Morgan’s Unexpected Afterlife

 

 

Although Lewis Henry Morgan remained an ardent capitalist throughout his lifetime, his most famous work, Ancient Society (1877), was taken up and widely read by both socialists and feminists in the United States and Europe. Attracted by Morgan’s views on social evolution, Karl Marx, the radical German philosopher, had planned to write his own book based on Ancient Society, but died before he was able to finish it. Marx’s longtime friend and fellow radical Friedrich Engels published The Origin of the Family, Private Property, and the State in 1884, based on notes that Marx took on Ancient Society. In the years that followed, Ancient Society became required reading for socialists and feminists around the world, and it was often sold right alongside famous socialist books including Marx’s own Capital.

Karl Marx, ca. 1875. From Wikimedia Commons

 

Morgan and Labor

Morgan became a successful businessman and capitalist, yet he often wrote critically of capitalism and its consequences for workers. In 1852, Morgan gave a lecture entitled “Diffusion against Centralization” that called for strong labor rights and emphasized the value of popular education. In his speech, Morgan claimed that “Capital and labor are two independent powers, bound together by natural ties, but usually standing in opposite ranks.”

Wary of the concentration of power and property, Morgan was especially critical of large corporate monopolies. As he wrote in the best known passage of Ancient Society, “Since the advent of civilization, the outgrowth of property has been so immense, its forms so diversified, its uses so expanding and its management so intelligent in the interests of its owners, that it has become, on the part of the people, an unmanageable power.” Such statements resonated with readers who favored a broad distribution of wealth.

 

Built in 1849 on Exchange Place, Corinthian Hall housed the Rochester Athenaeum and Mechanics’ Association, and hosted concerts, plays, and lectures, including Morgan’s 1852 lecture, “Diffusion against Centralization.” Courtesy of the Rochester Public Library Local History & Genealogy Division.

 

 

 

Worker Education in Rochester

Labor Lyceum Building, St. Paul Street, Rochester N.Y., ca. 1920. Completed in 1913, the Labor Lyceum was a meeting place for Rochester’s socialists in the early twentieth century. Courtesy of the Rochester Public Library Local History & Genealogy Division.

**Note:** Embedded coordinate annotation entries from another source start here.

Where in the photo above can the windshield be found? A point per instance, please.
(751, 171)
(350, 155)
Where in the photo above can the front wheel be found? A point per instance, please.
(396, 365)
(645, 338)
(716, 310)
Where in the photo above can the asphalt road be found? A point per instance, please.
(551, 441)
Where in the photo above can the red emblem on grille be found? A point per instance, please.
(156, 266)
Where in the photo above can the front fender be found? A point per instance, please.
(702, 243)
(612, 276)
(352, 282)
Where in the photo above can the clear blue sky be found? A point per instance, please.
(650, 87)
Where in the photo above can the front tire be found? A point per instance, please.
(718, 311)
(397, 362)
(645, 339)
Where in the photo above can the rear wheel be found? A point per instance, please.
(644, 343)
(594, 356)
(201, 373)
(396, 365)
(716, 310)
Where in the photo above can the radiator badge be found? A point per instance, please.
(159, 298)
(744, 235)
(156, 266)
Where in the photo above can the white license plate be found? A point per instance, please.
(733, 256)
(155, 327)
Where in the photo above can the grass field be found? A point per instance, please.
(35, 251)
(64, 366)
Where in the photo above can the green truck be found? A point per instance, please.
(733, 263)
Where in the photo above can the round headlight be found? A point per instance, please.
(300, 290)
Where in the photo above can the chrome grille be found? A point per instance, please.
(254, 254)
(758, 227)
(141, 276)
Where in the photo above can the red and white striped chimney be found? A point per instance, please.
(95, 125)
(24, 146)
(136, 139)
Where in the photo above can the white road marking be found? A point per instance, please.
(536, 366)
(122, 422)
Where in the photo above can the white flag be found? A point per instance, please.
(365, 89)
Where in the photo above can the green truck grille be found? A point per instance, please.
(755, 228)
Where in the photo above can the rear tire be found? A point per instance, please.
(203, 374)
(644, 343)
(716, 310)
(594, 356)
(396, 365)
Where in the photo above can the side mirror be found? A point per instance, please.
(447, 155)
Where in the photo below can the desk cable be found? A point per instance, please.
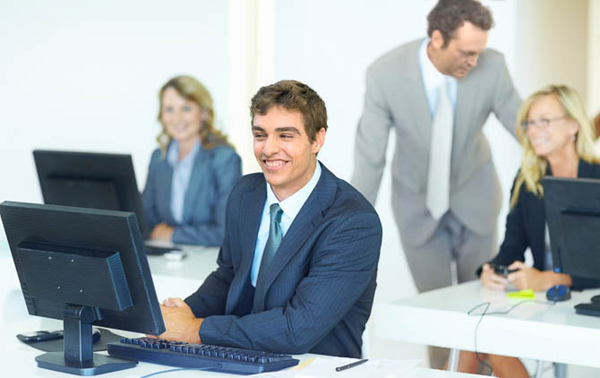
(177, 369)
(486, 306)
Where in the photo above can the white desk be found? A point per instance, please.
(18, 359)
(532, 330)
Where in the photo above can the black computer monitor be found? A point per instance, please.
(573, 217)
(86, 267)
(92, 180)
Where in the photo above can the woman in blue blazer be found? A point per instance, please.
(558, 140)
(192, 172)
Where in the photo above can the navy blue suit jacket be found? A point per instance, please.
(526, 225)
(214, 174)
(320, 288)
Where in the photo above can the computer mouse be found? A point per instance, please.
(595, 299)
(558, 293)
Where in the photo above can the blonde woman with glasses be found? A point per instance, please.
(557, 138)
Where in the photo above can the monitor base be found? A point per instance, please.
(101, 364)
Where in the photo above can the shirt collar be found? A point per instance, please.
(292, 205)
(173, 153)
(431, 76)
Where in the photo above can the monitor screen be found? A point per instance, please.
(86, 267)
(573, 215)
(91, 180)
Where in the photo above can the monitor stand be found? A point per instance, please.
(591, 309)
(77, 357)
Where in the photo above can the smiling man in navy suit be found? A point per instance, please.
(298, 265)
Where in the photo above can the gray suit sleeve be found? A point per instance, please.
(371, 140)
(506, 100)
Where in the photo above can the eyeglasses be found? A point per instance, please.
(541, 123)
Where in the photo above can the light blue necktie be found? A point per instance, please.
(273, 243)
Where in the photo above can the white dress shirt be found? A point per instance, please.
(291, 207)
(432, 79)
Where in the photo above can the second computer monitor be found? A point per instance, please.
(91, 180)
(573, 216)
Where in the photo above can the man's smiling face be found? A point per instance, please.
(283, 150)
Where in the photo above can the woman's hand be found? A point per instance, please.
(492, 280)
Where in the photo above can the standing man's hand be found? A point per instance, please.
(162, 231)
(492, 280)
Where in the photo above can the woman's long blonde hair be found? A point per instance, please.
(192, 90)
(533, 167)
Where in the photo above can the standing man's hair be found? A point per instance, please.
(449, 15)
(292, 95)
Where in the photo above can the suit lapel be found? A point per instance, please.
(166, 174)
(412, 85)
(200, 173)
(304, 224)
(251, 207)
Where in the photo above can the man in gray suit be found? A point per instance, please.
(437, 93)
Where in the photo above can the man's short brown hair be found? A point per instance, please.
(449, 15)
(292, 95)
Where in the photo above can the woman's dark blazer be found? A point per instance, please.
(214, 174)
(525, 228)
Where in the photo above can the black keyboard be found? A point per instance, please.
(211, 357)
(158, 251)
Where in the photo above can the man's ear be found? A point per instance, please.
(437, 39)
(319, 141)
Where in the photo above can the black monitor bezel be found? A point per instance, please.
(93, 166)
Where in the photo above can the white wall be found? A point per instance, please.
(593, 58)
(84, 75)
(553, 44)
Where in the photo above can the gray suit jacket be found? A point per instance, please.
(395, 98)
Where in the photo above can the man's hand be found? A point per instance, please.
(180, 321)
(530, 278)
(162, 232)
(492, 280)
(527, 277)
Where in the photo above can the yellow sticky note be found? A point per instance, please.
(523, 294)
(303, 364)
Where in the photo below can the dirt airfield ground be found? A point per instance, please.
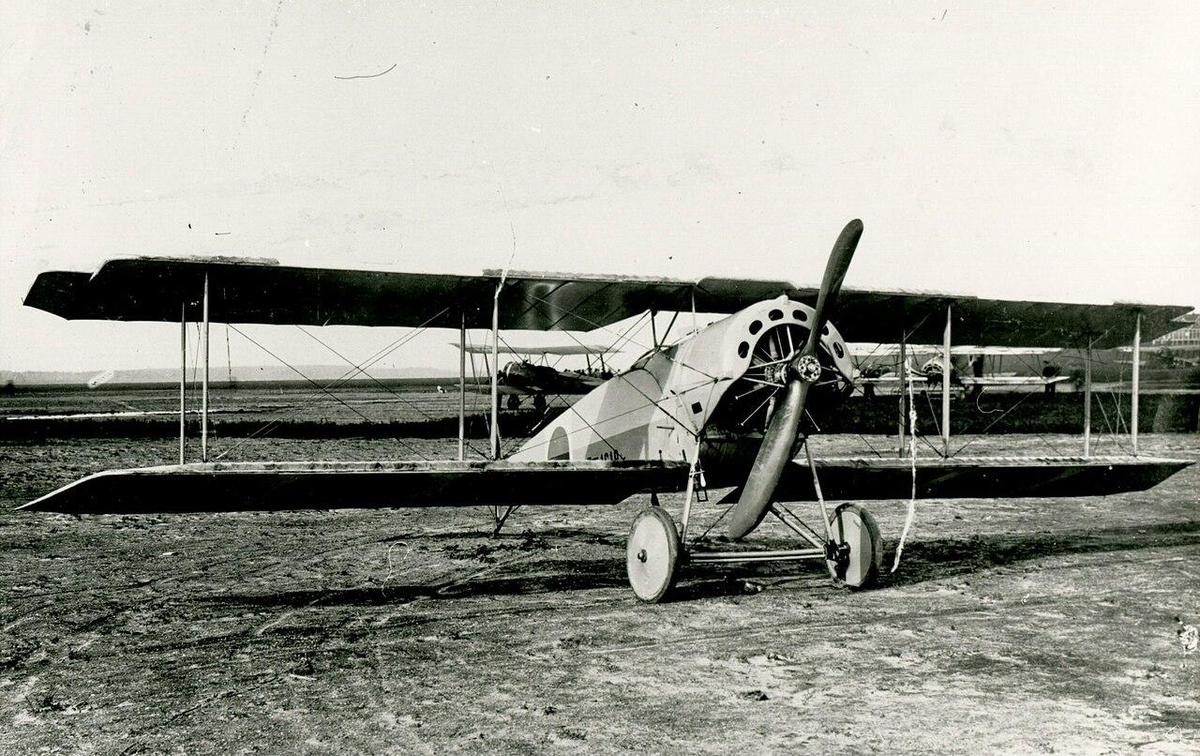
(1012, 627)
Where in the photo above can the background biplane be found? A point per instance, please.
(539, 379)
(724, 406)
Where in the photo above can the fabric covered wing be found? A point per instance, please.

Morgan trusted that education would diffuse knowledge and thus promote democracy and the spread of wealth. “Public lectures,” he declared, “are destined in this country to become powerful instruments of human improvement, and irresistible incentives to social progress.” Throughout his life, Morgan was devoted to popular education through public lectures and learned societies.

 

In the 20th century, many organizations in Rochester shared and continued Morgan’s dedication to the education of workers. The Rochester Athenaeum and Mechanics’ Association, a precursor to the Rochester Institute of Technology, aimed to educate working people, and it organized lectures and offered an extensive library. Likewise, the Young People’s Socialist League and the Proletarian Party worked to advance the rights of working people through political action and education. In 1928, members of the Proletarian Party, led by Arthur C. Parker, held a ceremony at Morgan’s grave in Mount Hope Cemetery, celebrating Morgan’s contribution to the Socialist Movement.

This case displays some of the artifacts associated with Morgan’s socialist legacy in Rochester, including a copy of Ancient Society given to the University of Rochester by Bertha Tishler, the wife of Isadore Tishler, an instructor in Rochester’s Socialist Sunday School and later president of the Progressive Working People’s Lyceum, located on St. Paul Street.